Bilim adamı öneriyi kabul etmiş.
Şoför arka koltuğa geçmiş.
Bilim adamı şoförün şapkasını giyip öne oturmuş. Konferansın verileceği salona varmışlar. Şoför kürsüye çıkmış, hiç teklemeden çok güzel bir konuşma yapmış. Ve sormuş:
- Sorusu olan var mı?
Ülkenin ciddi bilim adamlarından biri "var" demiş ve oldukça zor bir soru sormuş. Şoför hiç tereddüt etmeden:
- Çok kolay bir soru bu, demiş, şoförüm bile bilir.
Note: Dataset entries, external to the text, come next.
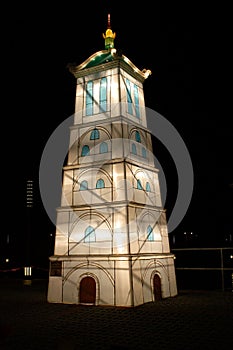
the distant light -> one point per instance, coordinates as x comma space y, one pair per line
27, 271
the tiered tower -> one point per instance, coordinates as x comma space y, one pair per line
111, 243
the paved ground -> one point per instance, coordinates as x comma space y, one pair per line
192, 320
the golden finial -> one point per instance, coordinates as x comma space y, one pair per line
109, 36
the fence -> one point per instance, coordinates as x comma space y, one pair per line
204, 268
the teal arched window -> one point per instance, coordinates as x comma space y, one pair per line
148, 189
143, 152
136, 100
100, 183
84, 185
139, 185
103, 95
134, 149
95, 134
137, 136
103, 147
150, 233
89, 98
129, 97
89, 235
85, 151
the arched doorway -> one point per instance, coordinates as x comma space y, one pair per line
157, 287
87, 291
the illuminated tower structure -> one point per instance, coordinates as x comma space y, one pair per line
111, 243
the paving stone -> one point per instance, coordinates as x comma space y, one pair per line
192, 320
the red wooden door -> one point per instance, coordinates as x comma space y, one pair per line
87, 290
157, 288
Gidip çağırayım, sizin sorunuzu o yanıtlasın...
İnternetten
..
Bankacı
Bankaya yeni bir memur girer. Bir masa verilir, oturur. Ama masada kağıt, kalem, bilgisayar hiçbir şey yok.
Genç çok sinirlenir, kendisine verilen numaralardan depo müdürlüğü olarak bildiğini çevirir. Karşısına çıkan ilk kişiye bağırıp çağırmaya, küfretmeye başlar:
- Ne dalgacı heriflersiniz, bankamı kreş mi kardeşim burası, hemen istediklerimi getirin, gelirsem dağıtırım orayı ona göre.
Telefondaki ses sakin bir tonla cevap verir:
- Siz kiminle konuştuğunuzu biliyor musunuz acaba?
- Hayır, kiminle konuşuyormuşum bakalım?
- Ben bu bankanın müdürüyüm!
Çocuk yutkunur:
- Peki siz kiminle konuştuğunuzu biliyor musunuz?
- Hayır.
- Ohhh, çok şükür, ve telefonu kapatır.